Гаттерас с волнением смотрел на то место морской карты, где большим белым пятном были обозначены еще не исследованные области, и его взгляд непрестанно возвращался к полярному бассейну, который он надеялся встретить свободным ото льдов.

«Невозможно сомневаться после свидетельств Стюарта, Пенни и Бельчера, - говорил он себе. - Так и должно быть на самом деле! Эти отважные моряки собственными глазами видели свободное море. Можно ли сомневаться в их показаниях? Конечно, нет! Но что, если море было свободно только потому, что в тот год поздно наступила зима? Но нет, это было обнаружено несколько раз, в разные года. Такой бассейн существует, и я его найду! Я увижу его!»

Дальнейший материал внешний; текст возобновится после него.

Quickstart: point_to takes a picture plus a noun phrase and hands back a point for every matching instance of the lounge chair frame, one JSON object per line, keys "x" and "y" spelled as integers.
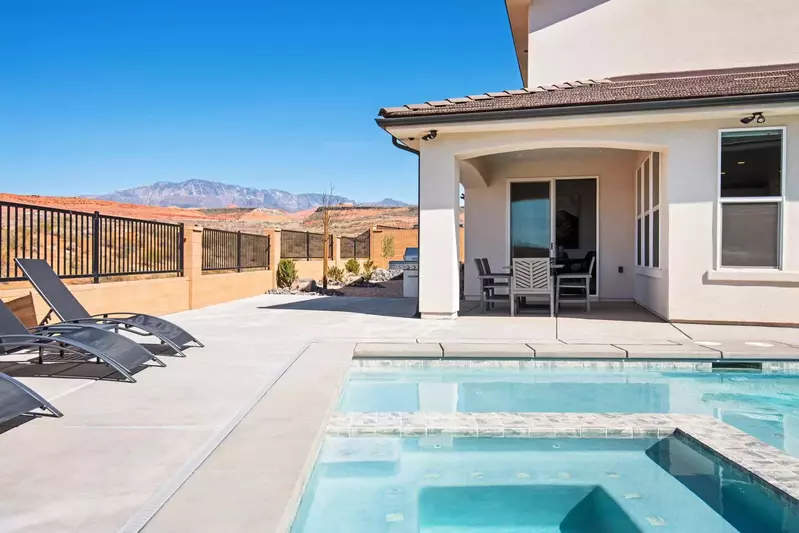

Гаттерас поднялся на ют. Густой туман окутывал «Форвард». С палубы с трудом можно было разглядеть верхушки мачт. Гаттерас приказал лоцману спуститься с «вороньего гнезда» и занял его место; он старался воспользоваться малейшим просветом в тумане, чтобы осмотреть северо-западную часть горизонта.

По этому поводу Шандон сказал второму помощнику:

- Ну, а где же, Уолл, свободное море?

- Вы были правы, Шандон, - отвечал Уолл. - А между тем угля у нас осталось всего на шесть недель.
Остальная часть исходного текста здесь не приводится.